O inverso também acontece. É através de templates que nos chegam séries internacionais de sucesso, como “Squid Game” e “Dark”, nas grandes plataformas de streaming. Já nos canais de televisão portugueses, nomeadamente na RTP, onde há uma grande aposta em conteúdos oriundos de países que não apenas os Estados Unidos e o Reino Unido, a tradução por via do inglês acontece, regra geral, apenas com as chamadas línguas exóticas, como o japonês ou o hindi. Quando a língua de origem é o espanhol, o italiano, o francês ou o alemão, a tradução é feita diretamente pelos cada vez menos tradutores que dominam estas línguas.

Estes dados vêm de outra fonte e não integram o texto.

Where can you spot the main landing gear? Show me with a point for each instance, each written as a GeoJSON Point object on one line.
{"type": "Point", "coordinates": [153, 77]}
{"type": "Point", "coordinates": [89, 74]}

Por muito mérito que um filme ou série tenha, é apenas através da sua tradução que pode ir além das fronteiras da sua língua original. Graças à globalização, cada vez mais obras audiovisuais não faladas em inglês ganham notoriedade mundial. Um exemplo claro disto foi a atribuição do Óscar de Melhor Filme a “Parasitas”, realizado por Bong Joon-ho e inteiramente falado em coreano, em 2020, e, mais recentemente, em 2022, a “Tudo em Todo o Lado ao Mesmo Tempo”, realizado por Daniel Kwan e Daniel Scheinert e falado em inglês, mandarim e cantonês. E, a quem orgulhosamente diz apenas ver filmes e séries sem legendas ou com legendas em inglês, no caso de obras americanas ou britânicas, aqui ficam as palavras de Bong Joon-ho ao discursar nos Globos de Ouro de 2020: “Quando ultrapassarem a barreira de 2,5 cm das legendas, irão conhecer muitos mais filmes incríveis.”